Monday 26 November, 2012

The Remarkable Asian Chapter in Our Human Evolutionary Story

A/Prof Darren Curnoe, Evolution and Ecology Research Centre,
The University of New South Wales

Until recently, discoveries in Asia had contributed little in the understanding of human evolution, meaning the world’s largest and most populated continent had been mostly irrelevant to the main game of understanding the emergence of our modern human species – Homo sapiens. This view is changing fast, with some of the most spectacular discoveries in the history of human evolutionary science made in Asia during the last five years or so.

This talk will look at the significance of these radical discoveries with a focus on the Red Deer Cave people, found in southwest China by a team of scientists co-led by Darren Curnoe.

  • Time: 6:30 – 7:30pm, Monday 26 November, 2012
  • Venue: Long Room, Customs House at Riverside
  • Arrangements: Doors open at 6pm. No need to book – just show up!
  • Refreshments: There will be complimentary drinks and nibblies following the talk, where A/Prof Curnoe will be available to answer any questions
  • Questions? For any further information please contact Andrew.

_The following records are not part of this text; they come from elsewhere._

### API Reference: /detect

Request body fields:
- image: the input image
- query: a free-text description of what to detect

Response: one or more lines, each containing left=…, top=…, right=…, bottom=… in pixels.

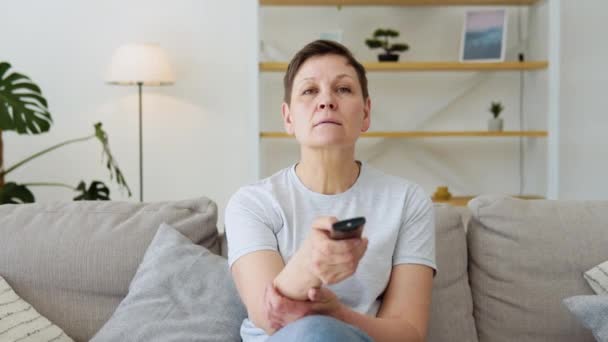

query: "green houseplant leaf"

left=0, top=182, right=34, bottom=204
left=74, top=181, right=110, bottom=201
left=0, top=62, right=52, bottom=134
left=0, top=62, right=131, bottom=204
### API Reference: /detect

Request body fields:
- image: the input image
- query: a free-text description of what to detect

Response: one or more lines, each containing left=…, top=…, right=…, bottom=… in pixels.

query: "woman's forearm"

left=333, top=306, right=424, bottom=342
left=274, top=238, right=321, bottom=300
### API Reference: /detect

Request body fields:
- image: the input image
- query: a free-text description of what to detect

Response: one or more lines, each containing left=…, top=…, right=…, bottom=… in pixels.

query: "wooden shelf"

left=260, top=131, right=548, bottom=138
left=260, top=61, right=549, bottom=72
left=433, top=195, right=545, bottom=207
left=260, top=0, right=538, bottom=6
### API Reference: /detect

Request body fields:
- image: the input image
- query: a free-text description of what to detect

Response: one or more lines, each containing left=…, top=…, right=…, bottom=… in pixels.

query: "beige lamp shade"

left=106, top=44, right=175, bottom=86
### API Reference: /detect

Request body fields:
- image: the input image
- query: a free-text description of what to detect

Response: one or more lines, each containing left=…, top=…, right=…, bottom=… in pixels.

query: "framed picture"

left=460, top=9, right=507, bottom=62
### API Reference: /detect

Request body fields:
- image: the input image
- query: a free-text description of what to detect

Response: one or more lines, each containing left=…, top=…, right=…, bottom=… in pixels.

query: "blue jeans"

left=267, top=315, right=373, bottom=342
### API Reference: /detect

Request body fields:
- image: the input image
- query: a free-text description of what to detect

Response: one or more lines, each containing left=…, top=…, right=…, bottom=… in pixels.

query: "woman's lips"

left=314, top=120, right=342, bottom=127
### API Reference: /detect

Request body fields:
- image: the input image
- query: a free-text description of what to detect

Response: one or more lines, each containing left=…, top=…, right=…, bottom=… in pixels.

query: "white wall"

left=260, top=2, right=548, bottom=195
left=560, top=0, right=608, bottom=200
left=0, top=0, right=258, bottom=224
left=0, top=0, right=608, bottom=223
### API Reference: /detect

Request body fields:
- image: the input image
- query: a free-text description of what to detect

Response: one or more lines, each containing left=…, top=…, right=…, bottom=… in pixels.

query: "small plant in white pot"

left=488, top=102, right=505, bottom=132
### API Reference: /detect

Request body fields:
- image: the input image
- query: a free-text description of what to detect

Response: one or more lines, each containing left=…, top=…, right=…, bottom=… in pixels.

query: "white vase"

left=488, top=118, right=502, bottom=132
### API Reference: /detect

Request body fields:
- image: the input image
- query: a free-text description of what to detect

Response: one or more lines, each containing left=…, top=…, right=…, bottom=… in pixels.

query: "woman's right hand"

left=305, top=216, right=368, bottom=285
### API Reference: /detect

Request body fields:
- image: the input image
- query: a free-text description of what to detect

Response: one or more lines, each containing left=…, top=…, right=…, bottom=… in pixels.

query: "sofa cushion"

left=427, top=204, right=477, bottom=342
left=91, top=223, right=247, bottom=342
left=0, top=198, right=219, bottom=341
left=467, top=196, right=608, bottom=342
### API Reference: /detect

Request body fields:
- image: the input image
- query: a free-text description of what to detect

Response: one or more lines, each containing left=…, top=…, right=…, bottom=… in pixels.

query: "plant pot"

left=378, top=53, right=399, bottom=62
left=488, top=118, right=503, bottom=132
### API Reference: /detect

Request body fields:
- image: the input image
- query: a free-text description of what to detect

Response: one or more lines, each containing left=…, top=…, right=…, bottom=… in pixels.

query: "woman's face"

left=282, top=55, right=371, bottom=147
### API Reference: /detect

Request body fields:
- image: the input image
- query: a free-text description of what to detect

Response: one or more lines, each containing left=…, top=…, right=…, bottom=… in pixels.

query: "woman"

left=226, top=40, right=436, bottom=342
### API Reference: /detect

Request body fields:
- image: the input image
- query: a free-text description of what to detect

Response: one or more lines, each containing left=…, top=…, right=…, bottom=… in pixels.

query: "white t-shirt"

left=225, top=163, right=436, bottom=342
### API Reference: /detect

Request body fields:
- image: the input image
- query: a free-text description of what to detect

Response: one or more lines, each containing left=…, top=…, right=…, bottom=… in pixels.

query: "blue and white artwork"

left=461, top=9, right=506, bottom=61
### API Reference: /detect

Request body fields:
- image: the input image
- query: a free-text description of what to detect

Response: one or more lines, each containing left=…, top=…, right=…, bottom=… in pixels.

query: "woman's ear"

left=361, top=96, right=372, bottom=132
left=281, top=102, right=295, bottom=135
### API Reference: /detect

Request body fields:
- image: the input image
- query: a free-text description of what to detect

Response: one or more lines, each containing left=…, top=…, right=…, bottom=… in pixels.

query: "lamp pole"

left=137, top=82, right=144, bottom=202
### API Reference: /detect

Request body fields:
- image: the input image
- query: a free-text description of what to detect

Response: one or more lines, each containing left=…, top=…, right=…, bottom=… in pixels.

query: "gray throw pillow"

left=91, top=223, right=246, bottom=342
left=564, top=295, right=608, bottom=342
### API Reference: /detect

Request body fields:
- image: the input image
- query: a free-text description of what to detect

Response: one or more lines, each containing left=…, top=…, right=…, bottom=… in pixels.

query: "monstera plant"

left=0, top=61, right=131, bottom=204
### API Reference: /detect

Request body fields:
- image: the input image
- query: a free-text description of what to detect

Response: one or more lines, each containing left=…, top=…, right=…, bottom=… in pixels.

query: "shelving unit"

left=260, top=0, right=539, bottom=6
left=257, top=0, right=560, bottom=200
left=260, top=61, right=549, bottom=72
left=260, top=131, right=548, bottom=138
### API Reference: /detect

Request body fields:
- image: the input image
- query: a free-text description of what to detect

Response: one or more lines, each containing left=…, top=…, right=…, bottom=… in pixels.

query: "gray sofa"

left=0, top=196, right=608, bottom=342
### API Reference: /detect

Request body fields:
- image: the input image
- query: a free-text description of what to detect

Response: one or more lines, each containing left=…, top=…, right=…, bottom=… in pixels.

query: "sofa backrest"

left=0, top=198, right=219, bottom=341
left=427, top=204, right=477, bottom=342
left=467, top=196, right=608, bottom=342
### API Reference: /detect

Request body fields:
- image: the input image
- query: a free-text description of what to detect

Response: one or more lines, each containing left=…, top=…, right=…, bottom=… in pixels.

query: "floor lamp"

left=106, top=44, right=175, bottom=202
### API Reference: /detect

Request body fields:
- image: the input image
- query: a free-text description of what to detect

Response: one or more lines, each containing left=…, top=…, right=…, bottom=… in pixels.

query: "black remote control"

left=329, top=217, right=365, bottom=240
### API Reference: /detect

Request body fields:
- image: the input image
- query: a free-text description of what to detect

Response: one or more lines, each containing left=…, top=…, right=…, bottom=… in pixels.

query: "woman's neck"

left=296, top=150, right=360, bottom=195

A/Prof Darren Curnoe is an Australian Research Council (ARC) Future Fellow who studies human and primate origins at the Evolution and Ecology Research Centre located at The University of New South Wales. In recognition of his scientific contributions, A/Prof Curnoe’s research teams have received over $3 million from the ARC within the past 10 years.

Prior to his current academic career, Darren was a former television news journalist and is passionate about science communication and writing. He regularly writes articles for on-line newspapers and magazines, and appears in the media talking about the science of human origins.

Through his dual scientist/communicator role, Darren tries to bring some of the excitement of discovery, and love and passion for nature to the broader community; to reveal the mystery of our own human origins; and to help remove the barriers to understanding how science works.